Kann ich dich noch etwas fragen? Welche Botschaft hast du als Mann aus diesem Film gezogen?

Ich bin ein homosexueller Mann.
Das ist noch besser, weil du verstehst, wie schwer es für mich war, mit einem Mann zusammen zu sein.

Ich finde es wichtig, sich selbst daran zu erinnern, dass jeder Menschen eine eigene Geschichte hat. Was wir tun, hängt damit zusammen, was wir in der Vergangenheit erlebt haben und wovon andere vielleicht gar nichts wissen. Menschen sind sehr viel komplexer, als wir denken. Das ist wohl auch die wichtigste Botschaft des Films. Dr. Dre und Suge Knight wurden dadurch nicht bloßgestellt. Sie werden nur als komplizierte Männer dargestellt und das, finde ich, macht den Film besonders aufschlussreich.
Weißt du, was witzig ist? Ich habe Entscheidungen getroffen, die mich Jahre später einholten, weil ich überhaupt nicht darüber nachgedacht habe.

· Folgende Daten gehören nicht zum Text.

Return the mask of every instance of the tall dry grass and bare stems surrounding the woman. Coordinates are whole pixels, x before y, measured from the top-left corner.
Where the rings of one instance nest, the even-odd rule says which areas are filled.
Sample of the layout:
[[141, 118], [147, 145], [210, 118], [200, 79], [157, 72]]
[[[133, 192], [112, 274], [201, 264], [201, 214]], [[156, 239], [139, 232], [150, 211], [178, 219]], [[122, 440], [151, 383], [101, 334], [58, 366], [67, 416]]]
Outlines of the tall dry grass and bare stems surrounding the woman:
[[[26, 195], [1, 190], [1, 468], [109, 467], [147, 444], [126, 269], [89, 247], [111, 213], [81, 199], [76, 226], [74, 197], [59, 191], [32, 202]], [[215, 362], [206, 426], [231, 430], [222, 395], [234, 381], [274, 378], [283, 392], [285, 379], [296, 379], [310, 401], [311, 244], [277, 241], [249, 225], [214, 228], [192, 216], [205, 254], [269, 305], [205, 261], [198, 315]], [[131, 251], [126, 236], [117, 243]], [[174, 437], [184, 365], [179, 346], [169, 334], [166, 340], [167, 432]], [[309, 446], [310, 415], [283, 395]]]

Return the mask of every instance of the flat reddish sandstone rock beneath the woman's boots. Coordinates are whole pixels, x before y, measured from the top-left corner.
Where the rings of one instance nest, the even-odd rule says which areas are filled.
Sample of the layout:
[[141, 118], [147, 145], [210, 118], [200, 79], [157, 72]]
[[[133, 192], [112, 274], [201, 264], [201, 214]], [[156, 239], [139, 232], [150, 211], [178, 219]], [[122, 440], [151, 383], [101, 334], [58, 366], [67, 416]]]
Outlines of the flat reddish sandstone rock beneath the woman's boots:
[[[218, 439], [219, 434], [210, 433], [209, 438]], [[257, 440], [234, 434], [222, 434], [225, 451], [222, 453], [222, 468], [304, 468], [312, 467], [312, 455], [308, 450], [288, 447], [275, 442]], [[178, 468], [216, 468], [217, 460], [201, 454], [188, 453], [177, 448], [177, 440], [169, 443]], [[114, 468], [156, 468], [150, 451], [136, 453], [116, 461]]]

Der Film zeigt meine Schwierigkeiten, womit ich zu kämpfen hatte und wie ich zu mir selbst gefunden habe. Darum geht es bei dem Film. Es geht nicht darum jemanden bloßzustellen. Wir haben uns alle weiterentwickelt—zum Glück! Wenn du wissen willst, ob ich mit diesem Kapitel endgültig abschließen konnte, dann ja, absolut.